Meine ersten Berufsjahre habe ich in der Lokalredaktion Peine verbracht. Ab dem Jahr 2000 war ich dort unter anderem für die Gemeinde Wendeburg zuständig. Dort habe ich Kommunalpolitik von der Pike auf kennengelernt, zahllose Abende bei Orts- und Gemeinderatssitzungen verbracht und mich mit Themen wie Bauland- und Kitabedarfsplanung auseinandergesetzt. Viel Klein-Klein, aber eine wichtige Erfahrung, wie die Basis unseres Gemeinwesens funktioniert.

Zumal ein außergewöhnliches Thema aufkam, auf das ich mich mit Feuereifer stürzte und das schließlich die ganze Gemeinde elektrisierte. Es war das Projekt Regiostadtbahn, das die damalige Spitze des Großraumverbands Braunschweig angestoßen hatte: Regionalzüge von Helmstedt bis Harzburg sollten direkt ans Braunschweiger Straßenbahnnetz angeschlossen werden. Eine visionäre Idee, die große Investitionen der beteiligten Kommunen erfordert hätte, allerdings mit millionenschweren Zuschüssen des Bundes.

Auch Wendeburg sollte dabei sein, durch Reaktivierung einer seit Jahrzehnten still gelegten Bahntrasse nach Braunschweig. Die direkte Anbindung ans Oberzentrum war eine Riesenchance für die Entwicklung der Gemeinde, für Pendler, Schüler, Ausgehlustige. Politik und Verwaltung sahen das einmütig so. Es gab aber auch Gegenstimmen, befeuert von Anwohnern der Trasse, die um ihre Ruhe fürchteten.
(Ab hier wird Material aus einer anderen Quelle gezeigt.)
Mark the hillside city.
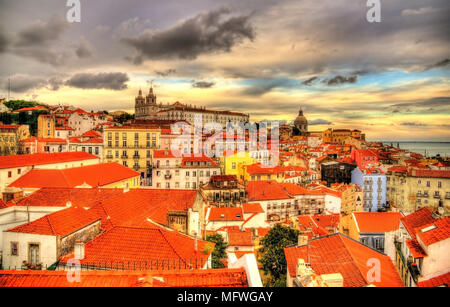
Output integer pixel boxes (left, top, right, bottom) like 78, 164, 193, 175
0, 87, 450, 287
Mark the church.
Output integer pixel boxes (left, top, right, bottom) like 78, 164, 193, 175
135, 87, 250, 127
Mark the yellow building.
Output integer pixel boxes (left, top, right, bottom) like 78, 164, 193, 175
239, 163, 285, 183
103, 126, 161, 178
386, 166, 450, 213
322, 128, 365, 145
0, 125, 30, 156
220, 152, 255, 179
37, 115, 55, 138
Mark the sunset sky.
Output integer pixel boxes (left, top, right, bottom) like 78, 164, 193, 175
0, 0, 450, 141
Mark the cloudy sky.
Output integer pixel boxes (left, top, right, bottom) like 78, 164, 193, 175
0, 0, 450, 141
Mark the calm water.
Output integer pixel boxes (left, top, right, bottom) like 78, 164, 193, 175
383, 142, 450, 157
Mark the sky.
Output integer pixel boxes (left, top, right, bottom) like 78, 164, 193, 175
0, 0, 450, 141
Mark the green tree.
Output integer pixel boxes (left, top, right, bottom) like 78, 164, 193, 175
259, 225, 298, 287
206, 234, 228, 269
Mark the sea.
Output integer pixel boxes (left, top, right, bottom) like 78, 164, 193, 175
383, 141, 450, 157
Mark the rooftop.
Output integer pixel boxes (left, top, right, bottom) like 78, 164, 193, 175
284, 234, 403, 287
0, 268, 248, 287
9, 162, 140, 189
0, 151, 98, 169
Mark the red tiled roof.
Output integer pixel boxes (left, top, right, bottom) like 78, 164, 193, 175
284, 234, 403, 287
228, 230, 253, 246
401, 207, 434, 239
16, 188, 123, 207
61, 224, 214, 269
419, 272, 450, 287
245, 163, 284, 175
0, 151, 98, 169
409, 169, 450, 178
22, 136, 67, 144
0, 268, 248, 287
353, 212, 403, 233
8, 207, 100, 237
416, 217, 450, 246
92, 189, 197, 227
247, 180, 293, 201
280, 182, 324, 195
182, 155, 217, 166
242, 203, 264, 213
207, 207, 244, 221
9, 162, 140, 188
153, 149, 181, 159
406, 239, 427, 258
388, 166, 407, 173
81, 130, 102, 138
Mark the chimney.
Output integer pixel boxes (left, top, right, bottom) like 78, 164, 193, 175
320, 273, 344, 288
74, 241, 84, 260
297, 234, 309, 246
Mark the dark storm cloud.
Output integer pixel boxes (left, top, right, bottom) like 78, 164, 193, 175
300, 77, 317, 86
123, 9, 255, 64
75, 38, 93, 59
308, 118, 333, 126
65, 72, 130, 91
192, 81, 216, 88
241, 79, 297, 96
0, 75, 47, 93
16, 15, 69, 47
322, 75, 358, 86
155, 68, 177, 78
426, 59, 450, 70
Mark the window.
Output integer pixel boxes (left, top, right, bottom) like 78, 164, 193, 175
11, 242, 19, 256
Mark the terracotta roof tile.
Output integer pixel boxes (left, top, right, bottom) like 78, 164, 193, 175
284, 234, 403, 287
0, 151, 98, 169
419, 272, 450, 287
9, 162, 140, 188
353, 212, 403, 233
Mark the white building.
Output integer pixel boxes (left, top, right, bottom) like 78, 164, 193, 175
151, 150, 220, 190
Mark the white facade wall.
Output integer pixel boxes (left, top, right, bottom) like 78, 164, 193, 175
3, 231, 58, 269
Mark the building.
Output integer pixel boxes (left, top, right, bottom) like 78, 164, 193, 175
22, 136, 69, 154
294, 109, 308, 136
219, 151, 255, 180
0, 98, 10, 113
284, 234, 403, 287
239, 163, 285, 182
351, 149, 378, 168
151, 150, 220, 190
341, 212, 403, 259
200, 175, 247, 207
0, 152, 100, 192
8, 162, 141, 194
135, 87, 249, 127
37, 115, 55, 138
320, 161, 356, 186
103, 125, 161, 179
322, 128, 365, 145
0, 125, 30, 156
352, 168, 386, 212
386, 166, 450, 213
392, 207, 450, 287
0, 266, 250, 288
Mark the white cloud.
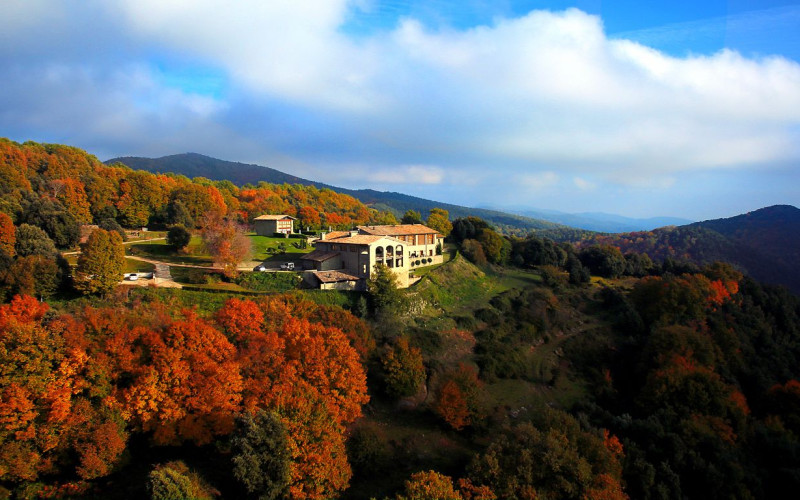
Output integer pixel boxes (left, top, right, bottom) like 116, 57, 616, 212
0, 0, 800, 214
517, 171, 560, 191
368, 165, 445, 185
572, 177, 597, 191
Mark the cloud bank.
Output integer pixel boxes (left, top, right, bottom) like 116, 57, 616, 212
0, 0, 800, 217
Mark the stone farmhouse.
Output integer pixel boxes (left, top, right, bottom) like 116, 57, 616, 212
253, 215, 297, 236
301, 224, 444, 290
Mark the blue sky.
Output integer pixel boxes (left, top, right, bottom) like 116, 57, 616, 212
0, 0, 800, 220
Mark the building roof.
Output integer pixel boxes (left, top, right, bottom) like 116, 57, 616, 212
323, 231, 350, 241
314, 271, 360, 283
253, 214, 297, 220
300, 250, 339, 262
358, 224, 439, 236
317, 233, 404, 245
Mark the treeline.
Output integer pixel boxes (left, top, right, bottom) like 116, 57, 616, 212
572, 221, 800, 293
450, 217, 700, 284
0, 139, 388, 234
0, 296, 374, 498
571, 264, 800, 499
Um sie bildete sich eine Bürgerinitiative, die argumentierte, der etwa zehnprozentige Anteil der Gemeinde an den Anschlusskosten sei zu hoch. Plötzlich waren die Ratssitzungen voller Interessierter aus der Bürgerschaft. Eine Initiative „Pro Zug-kunft“ bildete sich, die großen Zulauf hatte. Es wurde heftig debattiert, bei überfüllten Diskussions-Veranstaltungen mit Planern des Großraumverbands, die unsere Zeitung mitorganisierte, es gab über Monate zahllose Leserbriefe, Artikel pro und contra und schließlich sogar einen Bürgerentscheid, bei dem sich eine große Mehrheit der Wendeburger für den Anschluss aussprach.

Am Ende wurde nichts daraus. 2010 wurde das gesamte Projekt Regiostadtbahn wegen zu hoher Kosten beerdigt und lediglich eine etwas höhere Taktung von Regionalzügen umgesetzt. An den Wendeburgern lag das nicht, sondern an mangelndem Enthusiasmus in der Stadt Braunschweig, beim Land, bei Entscheidern aus Politik, Verwaltung, Wirtschaft. Heute wäre das vielleicht anders. Von Klimawandel sprach damals noch niemand, auch in Wendeburg nicht – und doch waren die Wendeburger ihrer Zeit voraus.